Она ушла, унося с собой лук и стрелы.
Я стоял на носовой палубе, пристально вглядываясь в простирающиеся вокруг болота.
Надо мной, лицом к носовой балке, стояла связанная гибкая темноволосая девушка, ноги которой произвели на меня такое впечатление. Руки ее были стянуты за спиной и привязаны к брусу. Несколько витков веревки, глубоко впиваясь в тело, проходили у нее по шее, груди и животу, — очень похоже на то, как был привязан к столбу я сам, когда она с таким злорадством выплясывала передо мной.

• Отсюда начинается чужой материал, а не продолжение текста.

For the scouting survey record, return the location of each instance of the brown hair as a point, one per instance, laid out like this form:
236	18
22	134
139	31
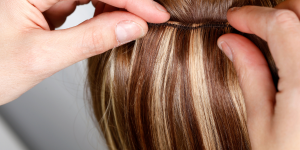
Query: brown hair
174	88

— Кто здесь? — умоляющим голосом произнесла она, стараясь повернуть голову в мою сторону. — Пожалуйста, скажите!
Я не ответил и, бросив последний взгляд на болота, направился по проходу между скамьями гребцов к кормовой палубе. Рабы на скамьях даже не пошевелились, когда я проходил мимо них.
Я поднялся по мостику, ведущему на кормовую палубу.
Взглянул на сияющее от радости лицо Телимы.
— Спасибо тебе, воин, — прошептала она.
— Принеси веревку, — приказал я.
Она удивленно посмотрела на меня.
Я указал на большой моток веревки, лежащий у самого борта.
Она отложила длинный лук и стрелы, спустилась на нижнюю палубу и принесла оттуда моток веревки.
Я отрезал от него три длинных куска.
— Давай сюда руки, — приказал я. Она повернулась и протянула мне сложенные за спиной руки. Я связал их первым куском веревки. Затем поставил ее на колени на кормовую палубу, двумя ступенями ниже рулевой палубы, где располагалось кресло кормчего. Вторым куском веревки я связал ей лодыжки, а на третьем сделал петлю, набросил ей на горло и конец его привязал к креплению кормового якорного люка, у левого борта галеры.